In today’s review, we'll be pitting the SL100 Pro against a few other external SSDs and HDDs that we have recently tested. Powered by HDDs, we’ve included the 2TB LaCie Mobile Drive and 4TB Rugged RAID Pro. Stepping things up, we added in the 1TB SanDisk Extreme Portable SSD and 480GB Kingston HyperX Savage EXO, which both deliver SATA SSD performance over USB. As well, we’ve included some Thunderbolt-based competition to heat things up a bit: a 1TB G-Technology G-Drive mobile Pro and 1TB Samsung X5, both high-end (and expensive) Thunderbolt 3 devices.
Transfer Rates – DiskBench
DiskBench is a storage benchmarking tool that allows us to test the transfer or copy performance of a storage device with real data. We test external drives with three file transfers that consist of 25GB of photos (10GB of iPhone jpgs and 15GB of RAW photos from a Canon 6D), 50GB of movies, and 25GB of documents. First, we transfer each folder from a 1TB NVMe SSD to the external device; then we follow up by reading a 3.7GB 7-zip file and a 15GB movie back from the device.
Lexar’s SL100 Pro rips through our test files with ease. It ranks third overall, behind our two Thunderbolt 3 comparison devices. In our real-world file write transfer tests, the photos folder wrote the fastest at 971 MB/s and read the fastest of 886 MB/s with the 3.7GB read file. Looking at things time-wise, the Lexar drive offers a significant advantage over the HDDs and a decent improvement in performance over the HyperX Savage EXO and SanDisk Extreme in every task.
Trace Testing – PCMark 8 Storage Test 2.0
PCMark 8 is a trace-based benchmark that uses Microsoft Office, Adobe Creative Suite, World of Warcraft, and Battlefield 3 to measure the performance of storage devices in real-world scenarios.
In PCMark 8, the SL100 Pro pulls in a score of 4,945 points and achieved an average bandwidth of 223MB/s. While significantly faster in sequential tasks like large file reading and writing over SATA based USB devices, random performance seems to be rather similar in applications. And, as you can see, it is significantly faster than any HDD.
Synthetics - ATTO
ATTO is a simple and free application that SSD vendors commonly use to assign sequential performance specifications to their products. It also gives us insight into how the device handles different file sizes.

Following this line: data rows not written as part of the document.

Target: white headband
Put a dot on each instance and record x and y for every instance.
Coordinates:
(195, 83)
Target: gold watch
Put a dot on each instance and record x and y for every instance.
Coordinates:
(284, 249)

Lexar’s SL100 Pro hits top speeds of 1,076/923 MBps read and write in ATTO. This beats the manufacturer's ratings, which is always nice to see.
Synthetics - iometer
iometer is an advanced and highly configurable storage benchmarking tool that vendors often use to measure the performance of their devices.

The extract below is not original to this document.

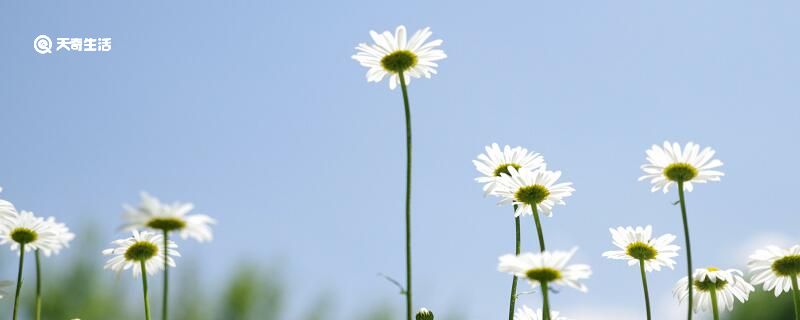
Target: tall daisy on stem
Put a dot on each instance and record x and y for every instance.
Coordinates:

At a queue depth of one, the Lexar SL100 Pro’s 4KB random read latency is double that of its competitors, which results in about half of the IOPS delivery. Overall, its random performance lags behind the other NVMe and SATA SSD based competitors on average from queue depths 1-4. This is probably why we saw a slightly lower score than that of the SanDisk’s. And, just as we saw in ATTO, it ranks in third place in sequential performance, hitting peak speeds of 918/898 MBps, respectively.

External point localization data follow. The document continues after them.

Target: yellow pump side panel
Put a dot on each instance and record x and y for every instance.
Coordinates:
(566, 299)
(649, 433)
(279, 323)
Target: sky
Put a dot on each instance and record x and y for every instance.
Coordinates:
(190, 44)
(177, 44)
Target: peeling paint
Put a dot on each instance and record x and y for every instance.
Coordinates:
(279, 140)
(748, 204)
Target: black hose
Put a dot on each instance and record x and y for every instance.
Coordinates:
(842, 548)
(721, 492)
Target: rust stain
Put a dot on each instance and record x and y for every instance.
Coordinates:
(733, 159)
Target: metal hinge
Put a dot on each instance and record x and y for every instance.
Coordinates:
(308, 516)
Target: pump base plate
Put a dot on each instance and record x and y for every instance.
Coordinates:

Write Saturation and Temperature
Write speed and temperature are two important and inter-related metrics for external devices. We threw in this one last test to measure the performance of the drive over a 15-minute window, writing to the full span of the drive. When possible, we also log the temperature of the drive via the S.M.A.R.T. data to see when (or if) thermal throttling kicks in and how it impacts performance. This test also reveals if the drive has a pseudo-SLC cache, which is a small portion of faster-programmed flash that absorbs incoming write workloads. Bear in mind that results will vary based on the workload and ambient air temperature.
Write performance for the Lexar drive was looking pretty solid, until we performed this test. Here we find that the SL100 Pro features a large and dynamic pseudo-SLC write cache. From empty, the cache seems to function pretty well. Up to the five-minute mark, it absorbed double the amount of data as the SanDisk Extreme. After that, however, it started slowing down until it ultimately wrote at a rate of just 180 MB/s due to its DRAMless design.
We were unable to log the S.M.A.R.T. data while writing data, but we still caught a few updates throughout testing. At most, our temperature readings were reporting ~55 degrees C and the unit was just warm to the touch.